Just remember not to put blank spaces, because they act as field separators in the fasta format. This database must be formatted for DIAMOND usage. For avoiding compatibility issues between different versions of DIAMOND, it is advisable that you use the DIAMOND that is shipped with SqueezeMeta, and is placed in the bin directory of SqueezeMeta distribution. You can do the formatting with the command:

/path/to/SqueezeMeta/bin/diamond makedb -d /path/to/ext/db/dbname.dmnd --in /path/to/my/ext/dbname.fasta

For each database, you can OPTIONALLY provide a file with functional annotations, such as the name of the enzyme or whatever you want. Its location must be specified in the last field of the external database file. It must have only two columns separated by tabulators, the first with the function, the second with the additional information. For instance:

K02835 peptide chain release factor 1

The ORF table (see Step 13: Creation of the ORF table) will show both the database ID and the associated annotation for each external database you provided.

Extra-sensitive detection of ORFs

Version 1.0 implements the -D option (doublepass), that attempts to provide a more sensitive ORF detection by combining the Prodigal prediction with a BlastX search on parts of the contigs where no ORFs were predicted, or where predicted ORFs did not match anything in the taxonomic and functional databases. The procedure starts after the usual taxonomic and functional annotation. It masks the parts of the contigs in which there is a predicted ORF with some (taxonomic and functional) annotation. The remaining sequence corresponds to zones with no ORF prediction or orphan genes (no hits). The first could correspond to missed ORFs, the second to wrongly predicted ORFs. Then a DIAMOND BlastX is run only on these zones, using the same databases.

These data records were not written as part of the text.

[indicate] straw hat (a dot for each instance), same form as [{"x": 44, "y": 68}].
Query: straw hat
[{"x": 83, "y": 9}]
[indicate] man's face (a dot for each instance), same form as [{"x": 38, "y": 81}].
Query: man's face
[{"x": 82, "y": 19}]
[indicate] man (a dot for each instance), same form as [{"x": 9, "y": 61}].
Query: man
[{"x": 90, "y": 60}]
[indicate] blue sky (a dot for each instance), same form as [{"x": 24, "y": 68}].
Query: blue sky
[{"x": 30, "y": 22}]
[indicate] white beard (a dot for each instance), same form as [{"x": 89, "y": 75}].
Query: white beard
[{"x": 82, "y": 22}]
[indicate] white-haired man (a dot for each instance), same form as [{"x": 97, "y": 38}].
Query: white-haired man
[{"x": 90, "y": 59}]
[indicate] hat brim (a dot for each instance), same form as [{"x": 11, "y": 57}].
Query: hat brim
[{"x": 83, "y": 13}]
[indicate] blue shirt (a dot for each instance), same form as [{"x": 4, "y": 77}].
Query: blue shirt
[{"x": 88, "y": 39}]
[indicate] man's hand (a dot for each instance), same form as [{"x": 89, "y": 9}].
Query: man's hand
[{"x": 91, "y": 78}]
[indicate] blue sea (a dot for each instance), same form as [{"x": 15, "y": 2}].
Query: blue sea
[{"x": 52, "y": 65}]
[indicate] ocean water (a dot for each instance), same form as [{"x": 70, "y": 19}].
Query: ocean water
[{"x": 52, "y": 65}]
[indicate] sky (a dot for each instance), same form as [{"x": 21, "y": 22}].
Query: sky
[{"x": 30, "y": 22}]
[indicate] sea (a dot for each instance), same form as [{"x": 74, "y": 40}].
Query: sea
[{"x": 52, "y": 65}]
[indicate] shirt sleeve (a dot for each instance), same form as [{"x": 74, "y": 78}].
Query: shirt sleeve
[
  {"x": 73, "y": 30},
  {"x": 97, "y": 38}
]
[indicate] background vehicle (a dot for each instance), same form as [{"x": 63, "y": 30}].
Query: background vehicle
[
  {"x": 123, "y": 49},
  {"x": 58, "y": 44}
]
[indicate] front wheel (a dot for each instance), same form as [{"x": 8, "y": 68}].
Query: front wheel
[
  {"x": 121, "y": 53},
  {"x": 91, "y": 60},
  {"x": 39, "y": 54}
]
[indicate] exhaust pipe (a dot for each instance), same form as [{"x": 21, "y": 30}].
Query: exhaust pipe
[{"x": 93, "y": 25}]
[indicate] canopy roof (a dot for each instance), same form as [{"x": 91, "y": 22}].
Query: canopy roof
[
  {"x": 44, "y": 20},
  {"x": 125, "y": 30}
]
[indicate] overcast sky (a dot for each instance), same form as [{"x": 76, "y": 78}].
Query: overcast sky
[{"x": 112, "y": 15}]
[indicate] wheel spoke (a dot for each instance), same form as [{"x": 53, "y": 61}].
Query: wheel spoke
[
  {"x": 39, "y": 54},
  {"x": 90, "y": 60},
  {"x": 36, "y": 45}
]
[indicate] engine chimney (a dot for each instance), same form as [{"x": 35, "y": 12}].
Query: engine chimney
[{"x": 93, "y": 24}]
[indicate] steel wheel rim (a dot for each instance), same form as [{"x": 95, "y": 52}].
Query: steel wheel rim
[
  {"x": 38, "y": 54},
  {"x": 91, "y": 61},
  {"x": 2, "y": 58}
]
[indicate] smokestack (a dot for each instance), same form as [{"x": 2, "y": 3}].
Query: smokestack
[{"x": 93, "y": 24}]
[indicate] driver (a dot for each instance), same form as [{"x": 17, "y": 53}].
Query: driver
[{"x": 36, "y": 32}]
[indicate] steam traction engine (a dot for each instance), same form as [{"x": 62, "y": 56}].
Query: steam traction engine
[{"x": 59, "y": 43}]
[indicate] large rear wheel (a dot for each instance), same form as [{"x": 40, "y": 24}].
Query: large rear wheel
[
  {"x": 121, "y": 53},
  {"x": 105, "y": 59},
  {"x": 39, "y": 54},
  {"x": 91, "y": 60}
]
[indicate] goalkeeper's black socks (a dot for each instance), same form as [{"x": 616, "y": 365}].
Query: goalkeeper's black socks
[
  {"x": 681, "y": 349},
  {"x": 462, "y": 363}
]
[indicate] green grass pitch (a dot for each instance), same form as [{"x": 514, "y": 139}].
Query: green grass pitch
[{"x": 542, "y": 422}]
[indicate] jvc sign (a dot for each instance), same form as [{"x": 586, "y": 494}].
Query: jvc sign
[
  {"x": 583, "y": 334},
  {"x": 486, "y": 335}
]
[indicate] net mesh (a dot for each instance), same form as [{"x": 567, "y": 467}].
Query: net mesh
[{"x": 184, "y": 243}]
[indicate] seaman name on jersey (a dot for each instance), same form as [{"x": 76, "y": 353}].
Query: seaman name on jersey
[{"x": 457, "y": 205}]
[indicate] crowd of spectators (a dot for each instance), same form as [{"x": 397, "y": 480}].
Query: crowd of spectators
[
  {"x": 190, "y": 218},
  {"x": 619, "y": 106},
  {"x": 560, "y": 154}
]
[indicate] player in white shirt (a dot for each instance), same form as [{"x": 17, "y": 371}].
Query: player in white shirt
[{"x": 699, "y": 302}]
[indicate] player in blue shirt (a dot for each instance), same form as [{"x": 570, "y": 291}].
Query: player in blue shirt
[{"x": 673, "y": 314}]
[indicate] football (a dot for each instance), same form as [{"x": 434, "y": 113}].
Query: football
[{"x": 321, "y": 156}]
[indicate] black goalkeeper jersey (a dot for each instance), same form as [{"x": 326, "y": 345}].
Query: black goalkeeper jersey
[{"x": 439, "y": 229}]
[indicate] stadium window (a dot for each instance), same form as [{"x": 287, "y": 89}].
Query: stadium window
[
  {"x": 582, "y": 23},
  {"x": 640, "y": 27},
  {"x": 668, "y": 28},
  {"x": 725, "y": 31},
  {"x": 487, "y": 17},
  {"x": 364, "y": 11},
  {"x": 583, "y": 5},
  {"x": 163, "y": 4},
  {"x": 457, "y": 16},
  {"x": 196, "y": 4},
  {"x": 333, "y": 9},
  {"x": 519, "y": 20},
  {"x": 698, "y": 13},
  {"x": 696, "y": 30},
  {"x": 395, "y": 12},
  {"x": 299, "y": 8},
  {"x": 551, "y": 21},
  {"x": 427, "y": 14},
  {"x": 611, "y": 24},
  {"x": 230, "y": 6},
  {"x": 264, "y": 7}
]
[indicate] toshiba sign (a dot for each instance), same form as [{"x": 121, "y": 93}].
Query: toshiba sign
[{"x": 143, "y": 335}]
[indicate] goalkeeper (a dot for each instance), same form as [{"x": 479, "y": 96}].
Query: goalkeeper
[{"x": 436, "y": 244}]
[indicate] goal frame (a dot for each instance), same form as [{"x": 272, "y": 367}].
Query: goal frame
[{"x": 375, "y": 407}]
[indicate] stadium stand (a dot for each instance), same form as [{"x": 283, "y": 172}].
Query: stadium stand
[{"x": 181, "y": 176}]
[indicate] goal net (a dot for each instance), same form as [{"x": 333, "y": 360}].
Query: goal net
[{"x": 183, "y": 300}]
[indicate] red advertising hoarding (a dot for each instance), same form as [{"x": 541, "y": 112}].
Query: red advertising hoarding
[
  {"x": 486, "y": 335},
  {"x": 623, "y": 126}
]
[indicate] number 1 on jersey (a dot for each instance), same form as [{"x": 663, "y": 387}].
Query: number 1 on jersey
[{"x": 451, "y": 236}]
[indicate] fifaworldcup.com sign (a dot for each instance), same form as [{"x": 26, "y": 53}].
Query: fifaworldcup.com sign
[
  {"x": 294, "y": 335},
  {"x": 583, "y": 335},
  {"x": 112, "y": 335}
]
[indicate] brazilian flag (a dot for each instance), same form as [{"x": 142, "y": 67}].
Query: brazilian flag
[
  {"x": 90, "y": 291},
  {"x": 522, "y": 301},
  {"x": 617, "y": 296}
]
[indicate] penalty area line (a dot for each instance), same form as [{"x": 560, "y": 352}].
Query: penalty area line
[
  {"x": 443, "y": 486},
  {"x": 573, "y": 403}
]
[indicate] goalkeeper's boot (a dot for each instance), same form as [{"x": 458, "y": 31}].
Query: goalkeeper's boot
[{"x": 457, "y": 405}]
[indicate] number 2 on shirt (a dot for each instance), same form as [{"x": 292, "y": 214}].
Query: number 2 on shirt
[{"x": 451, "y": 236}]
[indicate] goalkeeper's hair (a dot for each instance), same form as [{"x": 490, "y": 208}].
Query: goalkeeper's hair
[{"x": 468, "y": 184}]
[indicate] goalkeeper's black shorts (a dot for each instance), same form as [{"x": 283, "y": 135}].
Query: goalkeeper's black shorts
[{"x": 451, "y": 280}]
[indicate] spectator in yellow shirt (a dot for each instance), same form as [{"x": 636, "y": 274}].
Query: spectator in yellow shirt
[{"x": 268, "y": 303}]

The resulting hits are added as newly predicted ORFs, and the pipeline continues taking into account these new ORFs.

The pros: This procedure is able to detect missing genes or correct errors in gene prediction (for example, these derived from frameshifts). For prokaryotic metagenomes, we estimate a gain of 2-3% in the number of ORFs. This method is especially useful when you suspect that gene prediction can underperform, for instance in cases in which eukaryotes and viruses are present. Prodigal is a prokaryotic gene predictor and its behaviour for other kingdoms is uncertain. In these cases, the gain can be higher than for prokaryotes.

The con: Since it has to do an additional DIAMOND run (and using six frame-Blastx) it slows down the analysis, especially in the case of big and/or many metagenomes.

For more details, see section Doublepass: blastx on contig gaps.